En Suède, l'année de césure après le bac est entrée dans les mœurs


Libé
Dimanche 15 Juin 2025

Deux tiers des jeunes Suédois prennent une année après le bac pour travailler, voyager ou se reposer avant de décider de leur orientation, une opportunité entrée dans les moeurs et dont veut s'inspirer la France.

Dans les rues de Stockholm en ce début juin, des dizaines de camions festifs parcourent la ville pour fêter la cérémonie de "studenten", qui marque la fin des années lycée. A bord, les élèves de terminale chantent, sifflent et s'aspergent de bière.

"J'ai hâte de prendre une pause d'un an avant de reprendre les études", se réjouit Viktor Wistrand, 18 ans. "Je n'en peux plus, je ne dirais pas que j'en ai marre de l'école, mais j'ai tout donné ces derniers mois".

Comme lui, près de deux tiers (62%) des jeunes Suédois choisissent d'attendre un an ou plus avant de commencer des études supérieures, selon une enquête publiée en 2022 par l'autorité publique en charge du système suédois d'aide aux études (CSN).

Seuls 38% des jeunes ont donc commencé des études immédiatement après le bac.
Cette situation tranche avec celle de la France où quelque 9.000 bacheliers seulement ont choisi "année de césure" sur la plateforme d'orientation post-bac parmi les 650.000 lycéens candidats en 2025.

La ministre française de l'Education, Elisabeth Borne, a dit le 3 juin vouloir "encourager l'année de césure post-bac, qui est répandue chez nos voisins, et qui peut être l'occasion de s'engager dans un service civique, de mener un engagement associatif, de voyager".

La Suédoise Ellen Stålnacke Nero, 28 ans, a attendu trois ans avant d'entamer ses études pour être productrice de musique, un choix qu'elle ne regrette pas.
"Quand j'ai enfin commencé à étudier, j'étais très motivée, ce qui n'aurait pas été le cas si j'avais commencé directement", se rappelle-t-elle.

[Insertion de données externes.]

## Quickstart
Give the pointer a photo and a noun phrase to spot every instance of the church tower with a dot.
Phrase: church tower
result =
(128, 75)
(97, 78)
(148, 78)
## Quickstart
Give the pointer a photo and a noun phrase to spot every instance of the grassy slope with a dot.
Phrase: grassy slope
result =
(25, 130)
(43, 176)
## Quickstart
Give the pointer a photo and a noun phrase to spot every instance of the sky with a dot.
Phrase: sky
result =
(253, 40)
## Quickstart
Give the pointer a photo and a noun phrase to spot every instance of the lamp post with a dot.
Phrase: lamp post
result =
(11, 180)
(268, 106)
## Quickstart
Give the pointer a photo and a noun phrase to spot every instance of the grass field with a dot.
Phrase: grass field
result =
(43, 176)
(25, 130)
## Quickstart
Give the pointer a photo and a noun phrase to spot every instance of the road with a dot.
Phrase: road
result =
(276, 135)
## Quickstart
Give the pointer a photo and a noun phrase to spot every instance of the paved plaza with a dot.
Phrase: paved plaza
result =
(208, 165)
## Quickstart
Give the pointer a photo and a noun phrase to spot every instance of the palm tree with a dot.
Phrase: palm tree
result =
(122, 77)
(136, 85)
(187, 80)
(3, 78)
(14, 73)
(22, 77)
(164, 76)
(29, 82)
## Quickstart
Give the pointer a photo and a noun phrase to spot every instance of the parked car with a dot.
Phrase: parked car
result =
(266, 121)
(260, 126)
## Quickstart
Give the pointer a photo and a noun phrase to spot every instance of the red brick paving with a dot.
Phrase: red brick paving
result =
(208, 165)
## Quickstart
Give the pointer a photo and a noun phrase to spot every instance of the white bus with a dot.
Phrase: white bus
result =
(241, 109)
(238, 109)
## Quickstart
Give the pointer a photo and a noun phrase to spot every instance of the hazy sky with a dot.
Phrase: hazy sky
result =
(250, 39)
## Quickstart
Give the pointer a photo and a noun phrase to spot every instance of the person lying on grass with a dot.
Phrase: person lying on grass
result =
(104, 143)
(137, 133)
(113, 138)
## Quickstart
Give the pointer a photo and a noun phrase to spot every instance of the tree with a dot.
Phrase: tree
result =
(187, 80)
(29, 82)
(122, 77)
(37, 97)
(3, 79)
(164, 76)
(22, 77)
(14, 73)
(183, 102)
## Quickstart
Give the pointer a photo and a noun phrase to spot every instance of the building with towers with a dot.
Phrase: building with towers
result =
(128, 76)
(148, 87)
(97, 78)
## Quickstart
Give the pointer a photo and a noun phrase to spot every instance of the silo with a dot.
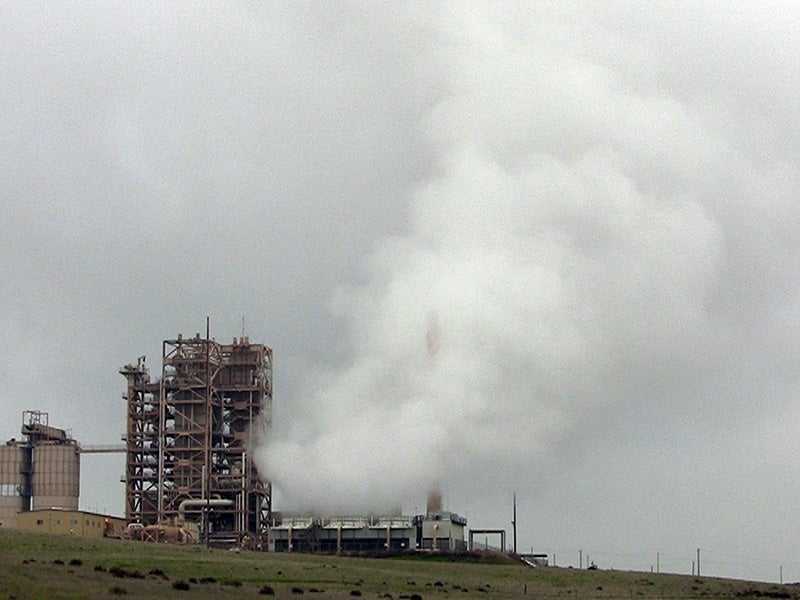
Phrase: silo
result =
(12, 483)
(56, 476)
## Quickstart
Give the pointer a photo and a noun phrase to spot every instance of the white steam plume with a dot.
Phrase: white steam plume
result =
(557, 261)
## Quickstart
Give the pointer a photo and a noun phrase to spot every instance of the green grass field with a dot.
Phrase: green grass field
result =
(59, 567)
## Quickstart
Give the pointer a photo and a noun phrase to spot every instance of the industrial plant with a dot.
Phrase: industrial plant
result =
(190, 436)
(189, 475)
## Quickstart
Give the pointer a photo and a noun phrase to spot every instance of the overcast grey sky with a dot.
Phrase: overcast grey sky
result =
(542, 247)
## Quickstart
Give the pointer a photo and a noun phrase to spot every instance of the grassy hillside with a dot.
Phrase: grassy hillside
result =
(53, 567)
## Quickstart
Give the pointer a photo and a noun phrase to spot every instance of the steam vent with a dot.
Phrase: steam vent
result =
(190, 437)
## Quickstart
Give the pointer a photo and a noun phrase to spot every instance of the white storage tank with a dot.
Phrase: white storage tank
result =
(12, 483)
(56, 476)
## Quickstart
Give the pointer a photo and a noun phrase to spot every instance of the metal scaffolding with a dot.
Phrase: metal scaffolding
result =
(190, 437)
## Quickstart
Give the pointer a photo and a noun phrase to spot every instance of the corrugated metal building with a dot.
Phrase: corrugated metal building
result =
(71, 522)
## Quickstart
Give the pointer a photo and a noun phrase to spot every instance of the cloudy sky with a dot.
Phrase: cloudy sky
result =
(533, 247)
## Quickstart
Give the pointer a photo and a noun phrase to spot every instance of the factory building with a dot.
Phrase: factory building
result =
(190, 436)
(71, 522)
(40, 471)
(437, 530)
(441, 532)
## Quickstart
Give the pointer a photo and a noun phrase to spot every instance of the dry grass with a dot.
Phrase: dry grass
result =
(52, 567)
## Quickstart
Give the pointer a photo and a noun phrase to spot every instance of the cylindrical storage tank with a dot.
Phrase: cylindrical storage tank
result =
(56, 476)
(12, 484)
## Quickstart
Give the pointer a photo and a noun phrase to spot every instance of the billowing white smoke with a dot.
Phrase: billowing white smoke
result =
(557, 261)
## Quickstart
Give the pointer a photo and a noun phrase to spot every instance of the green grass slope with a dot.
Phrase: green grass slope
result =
(59, 567)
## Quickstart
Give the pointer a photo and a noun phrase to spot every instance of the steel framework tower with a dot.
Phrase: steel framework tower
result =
(190, 437)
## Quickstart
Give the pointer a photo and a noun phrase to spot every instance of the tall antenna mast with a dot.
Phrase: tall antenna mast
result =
(514, 522)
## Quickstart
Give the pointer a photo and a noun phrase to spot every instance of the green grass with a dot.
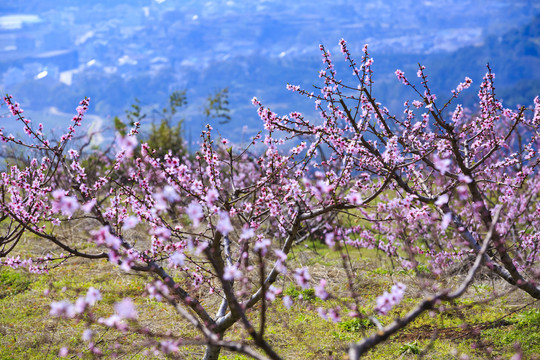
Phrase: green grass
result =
(463, 328)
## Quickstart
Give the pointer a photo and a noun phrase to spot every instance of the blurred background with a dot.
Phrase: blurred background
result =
(54, 53)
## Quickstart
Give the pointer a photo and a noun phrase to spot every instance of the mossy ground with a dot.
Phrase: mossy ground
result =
(466, 328)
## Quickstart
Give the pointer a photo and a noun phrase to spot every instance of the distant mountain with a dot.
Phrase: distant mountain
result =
(53, 53)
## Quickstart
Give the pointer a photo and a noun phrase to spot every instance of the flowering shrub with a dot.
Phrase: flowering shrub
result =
(434, 186)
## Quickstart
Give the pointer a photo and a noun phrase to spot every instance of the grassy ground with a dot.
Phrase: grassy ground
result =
(466, 329)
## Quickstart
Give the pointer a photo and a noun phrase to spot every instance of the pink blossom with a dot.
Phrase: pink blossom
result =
(66, 204)
(211, 196)
(443, 165)
(195, 213)
(92, 296)
(354, 198)
(231, 272)
(177, 259)
(63, 352)
(287, 301)
(387, 301)
(130, 222)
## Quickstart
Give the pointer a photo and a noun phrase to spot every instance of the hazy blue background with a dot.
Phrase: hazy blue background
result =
(53, 53)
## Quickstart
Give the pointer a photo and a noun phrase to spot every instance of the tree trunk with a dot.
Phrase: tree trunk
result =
(212, 352)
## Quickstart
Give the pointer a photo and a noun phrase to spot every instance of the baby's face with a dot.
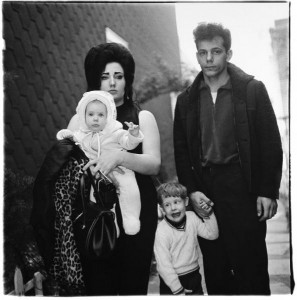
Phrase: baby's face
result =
(96, 116)
(174, 208)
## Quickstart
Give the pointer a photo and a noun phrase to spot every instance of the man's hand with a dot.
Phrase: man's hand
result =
(201, 204)
(133, 129)
(266, 208)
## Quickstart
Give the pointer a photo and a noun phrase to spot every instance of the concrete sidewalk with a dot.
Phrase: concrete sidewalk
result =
(278, 243)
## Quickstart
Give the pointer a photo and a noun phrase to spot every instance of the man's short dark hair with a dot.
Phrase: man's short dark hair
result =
(208, 31)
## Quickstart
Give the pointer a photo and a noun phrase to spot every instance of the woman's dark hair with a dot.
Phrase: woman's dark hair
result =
(99, 56)
(207, 31)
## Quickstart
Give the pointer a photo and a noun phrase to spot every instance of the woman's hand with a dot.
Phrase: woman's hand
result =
(107, 162)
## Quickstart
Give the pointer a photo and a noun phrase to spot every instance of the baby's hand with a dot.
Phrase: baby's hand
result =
(133, 129)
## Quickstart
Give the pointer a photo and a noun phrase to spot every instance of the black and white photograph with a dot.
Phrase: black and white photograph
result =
(147, 148)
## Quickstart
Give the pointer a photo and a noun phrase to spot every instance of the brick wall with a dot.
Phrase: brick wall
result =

Après le bac, elle est partie à Berlin, où elle a partagé son temps entre travail, réflexion sur son avenir et rencontres.
"C'était un sentiment de liberté de déménager. Je pense que c'est important pour gagner son indépendance de ne pas avoir de plan clair sur ce que l'on doit faire à cet âge", explique-t-elle.

Beaucoup de jeunes Suédois rencontrés par l'AFP ne savent pas encore quel métier ils aimeraient exercer. "Je n'ai aucune idée. C'est justement ça l'intérêt d'une année de césure, de pouvoir réfléchir sur ce qu'on veut faire", témoigne Viktor Wistrand.
Ses parents ne lui ont pas mis de pression pour qu'il aille à l'université juste après le bac, souligne-t-il.

Seuls 5% de Suédois ont commencé à étudier directement après le bac parce que leur famille le souhaitait, selon une étude publiée en 2024 par l'Agence suédoise pour la jeunesse et la société civile (MUCF).

Pour les futurs étudiants, cette coupure d'un an n'entrave pas leur orientation.
"Une année de césure n'a aucun impact négatif sur l'insertion professionnelle, si on poursuit ensuite des études supérieures", explique Linus Liljeberg, analyste à l'Institut d'évaluation des politiques du marché du travail et de l'éducation à Uppsala.

"En revanche, si on préfère entrer directement sur le marché du travail plutôt que faire des études, avoir passé des mois sans emploi peut être un frein", nuance-t-il.

Pour les étudiants en césure, il est courant de travailler partiellement pendant cette année de pause, afin de financer un voyage ou un séjour à l'étranger.
Mais parmi les jeunes qui ne travaillent ni n'étudient après le bac, certains se retrouvent avec de faibles perspectives d'avenir, selon l'expert.

"Certains choisissent de se trouver dans cette situation pendant un certain temps, parce qu'ils en ont la possibilité grâce à des parents qui peuvent les soutenir financièrement, tandis que d'autres sont découragés, ont cessé de chercher un emploi ou souffrent de problèmes psychologiques ou sociaux", explique Linus Liljeberg.

En 2023, 7,7% des jeunes de 16 à 29 ans en Suède ne travaillaient ni n'étudiaient, selon MUCF.